Bottom line though, digital twins are a key extension for EDA applications. For instance, in the system simulation model of an airplane, an emulation or prototyping model can be inserted to create an execution model with variable fidelity, leaving a new chip or sub-system in emulation at a higher level of accuracy than its system environment. This takes what we call “hybrid execution” in the EDA world to new levels, as I had described a while back in “Emulating Systems Of Systems.”

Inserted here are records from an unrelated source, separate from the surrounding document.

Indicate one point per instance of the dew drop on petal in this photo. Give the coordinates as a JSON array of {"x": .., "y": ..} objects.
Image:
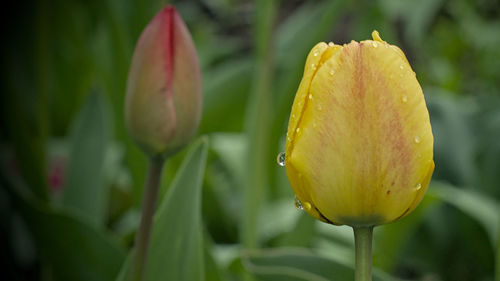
[
  {"x": 307, "y": 206},
  {"x": 298, "y": 204},
  {"x": 281, "y": 159}
]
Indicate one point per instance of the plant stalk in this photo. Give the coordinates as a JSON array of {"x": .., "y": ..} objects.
[
  {"x": 148, "y": 209},
  {"x": 363, "y": 243}
]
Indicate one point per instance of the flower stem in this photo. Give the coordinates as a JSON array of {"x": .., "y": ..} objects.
[
  {"x": 148, "y": 209},
  {"x": 363, "y": 243}
]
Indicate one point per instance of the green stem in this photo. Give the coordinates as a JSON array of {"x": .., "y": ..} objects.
[
  {"x": 148, "y": 209},
  {"x": 363, "y": 244}
]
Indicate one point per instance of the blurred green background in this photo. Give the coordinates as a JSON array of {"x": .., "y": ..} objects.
[{"x": 71, "y": 180}]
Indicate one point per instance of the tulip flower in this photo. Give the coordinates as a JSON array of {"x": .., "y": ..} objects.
[
  {"x": 359, "y": 147},
  {"x": 162, "y": 107},
  {"x": 163, "y": 100}
]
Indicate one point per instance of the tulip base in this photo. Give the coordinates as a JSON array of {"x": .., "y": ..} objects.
[
  {"x": 363, "y": 243},
  {"x": 148, "y": 209}
]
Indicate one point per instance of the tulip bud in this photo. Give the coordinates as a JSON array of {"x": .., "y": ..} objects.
[
  {"x": 359, "y": 147},
  {"x": 163, "y": 100}
]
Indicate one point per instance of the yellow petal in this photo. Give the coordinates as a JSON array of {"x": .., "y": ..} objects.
[{"x": 360, "y": 149}]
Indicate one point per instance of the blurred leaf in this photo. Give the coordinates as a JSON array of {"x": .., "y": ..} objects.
[
  {"x": 390, "y": 239},
  {"x": 483, "y": 209},
  {"x": 231, "y": 150},
  {"x": 277, "y": 218},
  {"x": 454, "y": 143},
  {"x": 85, "y": 191},
  {"x": 176, "y": 246},
  {"x": 212, "y": 272},
  {"x": 225, "y": 90},
  {"x": 74, "y": 249},
  {"x": 297, "y": 264}
]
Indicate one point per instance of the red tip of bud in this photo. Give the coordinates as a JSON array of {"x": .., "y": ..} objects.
[{"x": 163, "y": 104}]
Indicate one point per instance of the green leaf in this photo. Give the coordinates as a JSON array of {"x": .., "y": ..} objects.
[
  {"x": 85, "y": 191},
  {"x": 297, "y": 264},
  {"x": 484, "y": 210},
  {"x": 73, "y": 248},
  {"x": 176, "y": 247},
  {"x": 390, "y": 238}
]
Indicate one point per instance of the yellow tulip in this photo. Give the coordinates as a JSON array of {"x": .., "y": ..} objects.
[{"x": 359, "y": 147}]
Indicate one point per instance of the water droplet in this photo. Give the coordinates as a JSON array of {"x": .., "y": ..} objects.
[
  {"x": 307, "y": 206},
  {"x": 298, "y": 204},
  {"x": 281, "y": 159}
]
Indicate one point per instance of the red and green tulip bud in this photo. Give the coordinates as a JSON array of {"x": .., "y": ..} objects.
[{"x": 164, "y": 94}]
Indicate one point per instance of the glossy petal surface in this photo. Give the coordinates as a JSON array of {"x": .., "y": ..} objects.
[{"x": 360, "y": 146}]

Finally, embedded world showed another example of how processor architectures define ecosystems, as I have outlined in previous blogs like “The Importance of Ecosystems in the Internet of Things Era, ” “Picking The Right Processor” and “Game Of Eco Systems.” Arm and Intel X86 are very present in many designs, but the power architecture cannot be ruled out, and of course, new entrants, such as RISC-V, change the dynamic as well. RISC-V, which was very visible in the academic conference program, had a partner booth at which companies that inhabit the boundary between EDA and embedded systems (like Imperas and UltraSoC) were exhibiting. It’s a gold rush, and jeans and shovels and—ahem—development tools are in high demand that support more than one processor architecture.

This year’s embedded world was once again proof how electronics change our day to day life—from medical through communication to transportation—mostly for the better. Cadence, especially with its design and verification offerings adjacent to the embedded world, is a key part of it! Fun times.